Which stats in the report come from such analysis? I see that most metrics are based on either data from your internal teams or publicly available stats from npm and PyPi.

Regardless of the source, it's still an interesting report, thank you for this!

dakshgupta•35m ago
Thanks! The first 4 charts as well as Chart 2.3 are all from our data!
chis•42m ago
Wish you'd show data from past years too! It's hard to know if these are seasonal trends or random variance without that.

Super interesting report though.

psunavy03•1h ago
Sigh . . . once again I see "velocity" as something to be increased.

This makes me metaphorically stabby.

dakshgupta•1h ago
We were trying not to insinuate that, because we don’t have a good way to measure quality, without which velocity is useless.
locusofself•1h ago
This is definitely interesting information and I plan to take a deeper look at it.

What a lot of us must be wondering though is:

- how maintainable is the code being outputted

- how much is this newfound productivity saving (costing) on compute, given that we are definitely seeing more code

- how many livesite/security incidents will be caused by AI generated code that hasn't been reviewed properly

dakshgupta•1h ago
We weren’t able to agree on a good way to measure this. Curious - what’s your opinion on code churn as a metric? If code simply persists over some number of months, is that indication it’s good quality code?
wordpad•50m ago
I've seen code entropy as the suggested hueriatic to measure.
arcwhite•23m ago
I've seen code persist a long time because it is unmaintainable gloop that takes forever to understand and nobody is brave enough to rebuild it.

So no, I don't think persistence-through-time is a good metric. Probably better to look at cyclomatic complexity, and maybe for a given code path or module or class hierarchy, how many calls it makes within itself vs to things outside the hierarchy - some measure of how many files you need to jump between to understand it

nekooooo•1h ago
i'm a designer and even i know not to measure 'lines of code' as meaningful output or impact. are we really doing this?
dakshgupta•1h ago
We expressly did not conclude that more lines = better. You could easily argue more lines = worse. All we wanted to show is that there are more lines.
poliphili•32m ago
Language like "productivity gains", "output" and "force multiplier" isn't neutral like you're claiming here, and does imply that the line count metric indicates value being delivered for the business.
simonw•1h ago
> Lines of code per developer grew from 4,450 to 7,839 as AI coding tools act as a force multiplier.

Is that a per-year number?

If a year has 200 working days that's still only about 40 lines of code a day.

When I'm in full-blown work mode with a decent coding agent (usually Claude Code) I'm genuinely producing 1,000+ lines of (good, tested, reviewed) code a day.

Maybe there is something to those absurd 10x multiplier claims after all!

(I still think there's plenty of work done by software engineers that isn't crunching out code, much of which isn't accelerated by AI assistance nearly as much. 40 lines of code per day felt about right for me a few years ago.)

rnewme•1h ago
1k loc per day or 1k git additions? I don't think one person can consistently review 1k loc, and grow codebase at that speed and size and classify it as good, tested and reviewed.. Can you tell us more about your process?
simonw•1h ago
I'm effectively no longer typing code by hand: I decide what change I want to make and then prompt Claude Code to describe that change. Sometimes I'll have it figure out the fix too.

An example from earlier today: https://github.com/simonw/llm-gemini/commit/fa6d147f5cff9ea9...
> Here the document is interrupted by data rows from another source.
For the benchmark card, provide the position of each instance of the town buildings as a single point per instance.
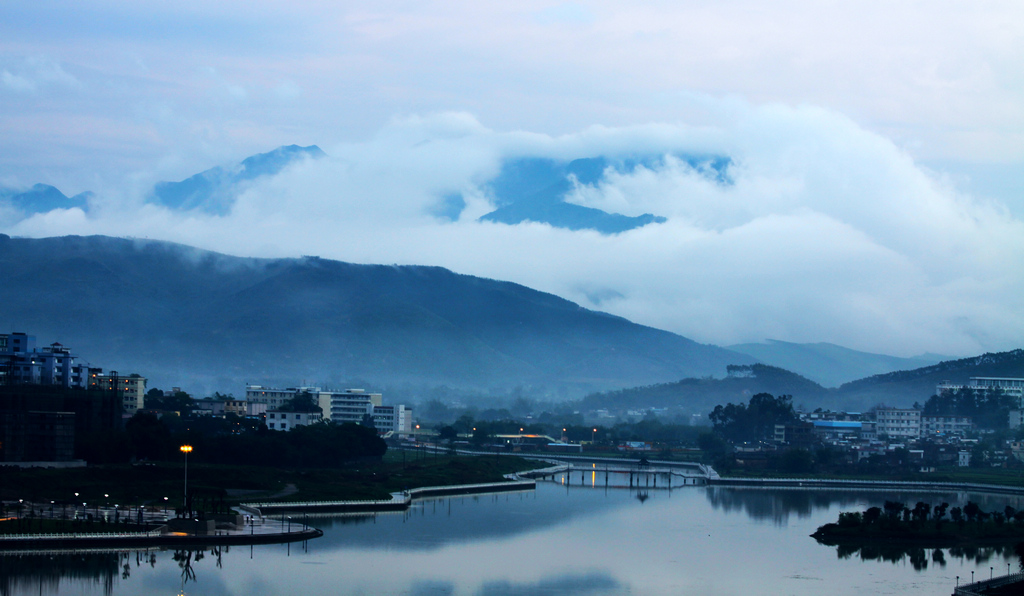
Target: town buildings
(278, 420)
(355, 406)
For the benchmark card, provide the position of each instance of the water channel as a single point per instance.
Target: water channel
(570, 536)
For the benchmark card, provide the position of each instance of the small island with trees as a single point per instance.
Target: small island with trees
(926, 525)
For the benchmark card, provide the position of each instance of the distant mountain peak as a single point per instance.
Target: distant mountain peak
(536, 188)
(43, 199)
(214, 190)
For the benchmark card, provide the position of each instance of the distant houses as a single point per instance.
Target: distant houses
(47, 398)
(356, 406)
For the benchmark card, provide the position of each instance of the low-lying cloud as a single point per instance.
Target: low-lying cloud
(824, 230)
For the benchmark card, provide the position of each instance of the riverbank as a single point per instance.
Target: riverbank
(269, 530)
(254, 533)
(852, 483)
(159, 484)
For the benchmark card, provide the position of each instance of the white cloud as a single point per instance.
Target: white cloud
(827, 231)
(33, 73)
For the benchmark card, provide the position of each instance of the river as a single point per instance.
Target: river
(558, 540)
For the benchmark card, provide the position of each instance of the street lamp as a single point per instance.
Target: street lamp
(186, 449)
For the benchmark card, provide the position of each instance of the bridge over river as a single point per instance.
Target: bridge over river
(619, 472)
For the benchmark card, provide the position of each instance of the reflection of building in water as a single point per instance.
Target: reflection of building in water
(44, 573)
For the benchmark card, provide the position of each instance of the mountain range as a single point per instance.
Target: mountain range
(185, 316)
(899, 388)
(524, 189)
(181, 315)
(827, 364)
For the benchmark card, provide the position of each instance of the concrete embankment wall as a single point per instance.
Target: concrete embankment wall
(156, 539)
(844, 483)
(398, 501)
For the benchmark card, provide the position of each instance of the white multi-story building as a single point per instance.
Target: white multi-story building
(275, 397)
(897, 422)
(339, 407)
(278, 420)
(1009, 385)
(932, 425)
(131, 388)
(23, 364)
(396, 419)
(350, 405)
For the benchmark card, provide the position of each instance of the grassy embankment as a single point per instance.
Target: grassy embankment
(1009, 477)
(931, 533)
(209, 484)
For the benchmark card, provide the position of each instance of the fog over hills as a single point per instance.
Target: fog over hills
(900, 388)
(192, 317)
(828, 364)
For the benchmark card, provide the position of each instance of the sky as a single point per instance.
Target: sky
(877, 194)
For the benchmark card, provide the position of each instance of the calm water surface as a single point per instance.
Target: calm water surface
(558, 540)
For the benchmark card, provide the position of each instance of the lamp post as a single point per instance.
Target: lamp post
(186, 449)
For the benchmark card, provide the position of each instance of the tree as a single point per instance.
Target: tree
(797, 461)
(448, 433)
(755, 421)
That commit added 33 lines and removed 13 - so I'm already at a 20-lines-a-day level just from that one commit (and I shipped a few more plus a release of llm-gemini: https://github.com/simonw/llm-gemini/commits/a2bdec13e03ca8a...)

It took about 3.5 minutes. I started from this issue someone had filed against my repo:

Then I opened Claude Code and said:

  Run this command: uv run llm -m gemma-3-27b-it hi 
That ran the command and returned the error message. I then said:

  Yes, fix that - the gemma models do not support media resolution
Which was enough for it to figure out the fix and run the tests to confirm it hadn't broken anything.

I ran "git diff", thought about the change it had made for a moment, then committed and pushed it.

Here's the full Claude Code transcript: https://gistpreview.github.io/?62d090551ff26676dfbe54d8eebbc...

I verified the fix myself by running:

  uv run llm -m gemma-3-27b-it hi
I pasted the result into an issue comment to prove to myself (and anyone else who cares) that I had manually verified the fix: https://github.com/simonw/llm-gemini/issues/116#issuecomment...

Here's a more detailed version of the transcript including timestamps, showing my first prompt at 10:01:13am and the final response at 10:04:55am. https://tools.simonwillison.net/claude-code-timeline?url=htt...

I built that claude-code-timeline application this morning too, and that thing is 2284 lines of code: https://github.com/simonw/tools/commits/main/claude-code-tim... - but that was much more of a vibe-coded thing, I hardly reviewed the code that was written at all and shipped it as soon as it appeared to work correctly. Since it's a standalone HTML file there's not too much that can go wrong if it has bugs in it.

WhyOhWhyQ•1h ago
Whenever I start reviewing code produced by Claude I find hundreds of ways to improve it.

I don't know if code quality really matters to most people or to the bottom line, but a good software engineer writes better code than Claude. It is a testament to library maintainers that Claude is able to code at all, in my opinion. One reason is that Claude uses API's in whacky ways. For instance by reading the SDL2 documentation I was able to find many ways that Claude writes SDL2 using archaic patterns from the SDL days.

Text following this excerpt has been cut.